There was a wide range of shows from across Nickelodeon and Cartoon Network. Sometimes shows would get their own game cartridge, like the SpongeBob SquarePants Collection, with four episodes on it. Other times, collections would feature miscellaneous episodes from across multiple shows. The first Game Boy Advance Video collection from Cartoon Network has The Grim Adventures of Billy & Mandy, Johnny Bravo, Ed, Edd ‘n Eddy, and Courage the Cowardly Dog. (I had Pokémon GBA Video: Johto Photo Finish, which featured two episodes of Ash and his battle with Gary at the Pokémon League.) Beyond the video game spin-offs and family cartoons, there were even some movies that came to it, like Shrek.

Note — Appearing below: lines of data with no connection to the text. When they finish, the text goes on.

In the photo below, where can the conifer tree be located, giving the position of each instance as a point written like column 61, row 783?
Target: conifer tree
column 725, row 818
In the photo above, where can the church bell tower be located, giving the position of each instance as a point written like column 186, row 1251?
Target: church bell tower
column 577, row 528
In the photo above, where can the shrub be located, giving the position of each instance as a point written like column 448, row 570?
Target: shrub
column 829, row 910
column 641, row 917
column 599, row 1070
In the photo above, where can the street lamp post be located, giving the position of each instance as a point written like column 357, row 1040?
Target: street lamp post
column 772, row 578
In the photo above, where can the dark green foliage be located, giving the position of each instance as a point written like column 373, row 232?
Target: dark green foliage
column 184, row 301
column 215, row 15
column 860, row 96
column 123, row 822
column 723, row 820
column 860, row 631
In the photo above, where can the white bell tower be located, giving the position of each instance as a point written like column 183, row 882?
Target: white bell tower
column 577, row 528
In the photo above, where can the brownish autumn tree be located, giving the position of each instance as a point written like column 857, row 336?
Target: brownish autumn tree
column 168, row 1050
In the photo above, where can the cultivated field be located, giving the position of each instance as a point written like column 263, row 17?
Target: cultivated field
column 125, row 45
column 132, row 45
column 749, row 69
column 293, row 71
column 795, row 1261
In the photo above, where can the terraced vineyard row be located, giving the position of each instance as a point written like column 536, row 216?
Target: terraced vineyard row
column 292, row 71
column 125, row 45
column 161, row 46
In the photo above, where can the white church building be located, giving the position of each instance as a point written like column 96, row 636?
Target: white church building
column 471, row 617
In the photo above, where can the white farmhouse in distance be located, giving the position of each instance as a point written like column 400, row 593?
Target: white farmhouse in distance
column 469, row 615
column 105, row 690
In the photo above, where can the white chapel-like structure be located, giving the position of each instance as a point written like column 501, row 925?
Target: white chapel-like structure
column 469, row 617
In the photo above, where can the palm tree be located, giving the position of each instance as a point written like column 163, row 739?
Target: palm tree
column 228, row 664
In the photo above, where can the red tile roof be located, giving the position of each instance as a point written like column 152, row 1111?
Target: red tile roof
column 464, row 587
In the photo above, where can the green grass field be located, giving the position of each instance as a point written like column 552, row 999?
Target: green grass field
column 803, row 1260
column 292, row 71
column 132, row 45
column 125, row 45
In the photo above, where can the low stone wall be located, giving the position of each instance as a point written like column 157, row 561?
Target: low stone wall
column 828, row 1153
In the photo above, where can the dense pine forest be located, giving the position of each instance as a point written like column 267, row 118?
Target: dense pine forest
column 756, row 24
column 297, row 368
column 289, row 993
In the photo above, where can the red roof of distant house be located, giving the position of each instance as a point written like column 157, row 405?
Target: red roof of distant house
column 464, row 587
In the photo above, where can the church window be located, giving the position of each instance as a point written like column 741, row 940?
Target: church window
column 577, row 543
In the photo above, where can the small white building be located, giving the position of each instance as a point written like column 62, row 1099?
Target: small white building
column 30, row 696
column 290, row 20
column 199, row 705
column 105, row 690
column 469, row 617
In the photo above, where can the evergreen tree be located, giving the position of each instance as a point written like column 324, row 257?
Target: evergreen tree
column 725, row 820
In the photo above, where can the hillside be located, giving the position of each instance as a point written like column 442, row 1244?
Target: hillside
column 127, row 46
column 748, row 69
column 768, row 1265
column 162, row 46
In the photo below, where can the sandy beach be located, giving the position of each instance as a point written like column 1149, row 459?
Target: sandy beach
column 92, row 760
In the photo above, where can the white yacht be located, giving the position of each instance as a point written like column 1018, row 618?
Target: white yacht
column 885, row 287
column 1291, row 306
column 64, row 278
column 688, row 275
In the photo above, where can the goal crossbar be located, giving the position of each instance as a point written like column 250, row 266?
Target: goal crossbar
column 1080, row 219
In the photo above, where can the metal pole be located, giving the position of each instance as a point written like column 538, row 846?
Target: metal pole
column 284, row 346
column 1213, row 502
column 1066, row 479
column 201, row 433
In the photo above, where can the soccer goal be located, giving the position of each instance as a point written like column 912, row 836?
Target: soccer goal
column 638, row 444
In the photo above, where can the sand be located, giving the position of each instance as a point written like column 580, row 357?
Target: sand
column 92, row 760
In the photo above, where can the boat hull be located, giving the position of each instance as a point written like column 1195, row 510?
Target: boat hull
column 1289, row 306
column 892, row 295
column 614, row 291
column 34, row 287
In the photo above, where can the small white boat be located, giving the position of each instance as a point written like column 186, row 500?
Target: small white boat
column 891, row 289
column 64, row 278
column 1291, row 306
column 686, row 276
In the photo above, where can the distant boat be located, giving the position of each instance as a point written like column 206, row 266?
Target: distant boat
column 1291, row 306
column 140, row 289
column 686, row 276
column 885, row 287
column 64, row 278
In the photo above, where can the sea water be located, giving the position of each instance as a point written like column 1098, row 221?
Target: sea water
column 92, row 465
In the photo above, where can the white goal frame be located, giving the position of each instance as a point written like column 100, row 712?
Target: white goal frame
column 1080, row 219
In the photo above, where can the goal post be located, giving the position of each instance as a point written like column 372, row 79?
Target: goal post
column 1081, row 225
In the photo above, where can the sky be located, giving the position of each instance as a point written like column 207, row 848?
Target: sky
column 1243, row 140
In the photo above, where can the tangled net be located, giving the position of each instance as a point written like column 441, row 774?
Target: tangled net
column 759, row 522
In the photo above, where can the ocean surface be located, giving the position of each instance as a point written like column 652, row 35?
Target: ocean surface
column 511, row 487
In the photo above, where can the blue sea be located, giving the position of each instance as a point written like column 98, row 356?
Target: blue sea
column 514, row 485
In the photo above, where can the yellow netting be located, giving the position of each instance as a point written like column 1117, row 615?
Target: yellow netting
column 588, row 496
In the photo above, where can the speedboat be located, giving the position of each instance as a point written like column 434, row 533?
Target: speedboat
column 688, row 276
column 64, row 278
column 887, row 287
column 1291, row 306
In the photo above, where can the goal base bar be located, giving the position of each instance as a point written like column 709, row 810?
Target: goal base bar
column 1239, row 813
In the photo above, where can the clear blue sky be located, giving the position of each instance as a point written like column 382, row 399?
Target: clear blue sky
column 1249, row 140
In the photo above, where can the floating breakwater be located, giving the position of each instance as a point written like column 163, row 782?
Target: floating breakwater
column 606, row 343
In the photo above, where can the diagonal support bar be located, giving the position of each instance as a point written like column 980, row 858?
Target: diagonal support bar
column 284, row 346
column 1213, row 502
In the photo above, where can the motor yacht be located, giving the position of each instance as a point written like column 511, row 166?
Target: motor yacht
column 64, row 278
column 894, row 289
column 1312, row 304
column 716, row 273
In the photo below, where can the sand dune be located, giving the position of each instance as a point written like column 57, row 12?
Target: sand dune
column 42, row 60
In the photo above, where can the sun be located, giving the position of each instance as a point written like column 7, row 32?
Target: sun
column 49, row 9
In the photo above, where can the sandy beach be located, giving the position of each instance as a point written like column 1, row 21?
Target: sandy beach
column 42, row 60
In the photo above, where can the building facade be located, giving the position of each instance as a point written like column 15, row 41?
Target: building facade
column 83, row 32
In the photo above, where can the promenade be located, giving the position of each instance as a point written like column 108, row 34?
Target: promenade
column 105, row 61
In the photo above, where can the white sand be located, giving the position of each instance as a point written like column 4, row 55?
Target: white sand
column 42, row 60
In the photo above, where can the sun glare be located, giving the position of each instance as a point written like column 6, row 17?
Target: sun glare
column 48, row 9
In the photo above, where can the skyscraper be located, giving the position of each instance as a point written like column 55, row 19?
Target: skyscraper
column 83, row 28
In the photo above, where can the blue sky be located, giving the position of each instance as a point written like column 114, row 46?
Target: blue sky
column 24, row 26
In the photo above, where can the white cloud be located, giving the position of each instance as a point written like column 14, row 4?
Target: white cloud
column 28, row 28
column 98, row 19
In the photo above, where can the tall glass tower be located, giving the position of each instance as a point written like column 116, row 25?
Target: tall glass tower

Watching videos on your GBA in 160p wasn’t great, but in a pre-Netflix, pre-tablet era, beggars couldn’t be choosers. There is nothing quite like the sheer thrill of watching Pokémon, out loud with no headphones, on a plane. It probably bothered everyone around me and it was portable entertainment for a kid at it’s very finest! Based on my memory, I would say that viewing 2D cartoons was bearable. However, looking at footage today of movies like Shrek, the low resolution was very visible as the pixels significantly blurred the 3D animation.

Nintedrew, a Nintendo enthusiast and retro games collector, posted a video sharing his full collection of the videos and did a breakdown of the tech inside the cartridges. Most of the collections had a regular old ROM chip like you’d find in any other GBA game. However, there was a special exception where a combo pack of Shark Tale and Shrek had roughly three hours of content on them. And, while it’s funny to say, “You can watch Shrek on your GBA,” it was actually a bit of a technological feat of its time.

Nintendrew gets into the nitty gritty of the technology, but basically the movie combo pack had a proprietary 3D memory storage system that allowed the developers to expand the storage of a standard Game Boy Advance game, and allow for 64 MB of memory. For comparison, the average max storage on a normal ROM for the TV packs was around 32 MB, making the Shrek and Shark Tales movie combo pack the example of peak performance in the GBA generation. The developers still had to bump down the resolution to a paltry 112p, but even then, it was on the cutting edge of what the GBA could do.

Today, streaming entertainment and gaming consoles intermingle like it’s no big deal. The Nintendo Switch has Hulu and even a dedicated streaming app for Pokémon now. But that wasn’t always the case. Before we had tablets where we could download movies, before we had consoles with streaming services, there was the Game Boy Advance Video, leading the way.

While portable DVD players existed, they weren’t something you’d just carry around with you like a handheld. There was something admirable about the way the series pushed the capabilities of the GBA and really served as an early test-case for how portable entertainment could look and function. It’s fun to think that maybe, Shrek on GBA was some sort of pioneer for portable entertainment.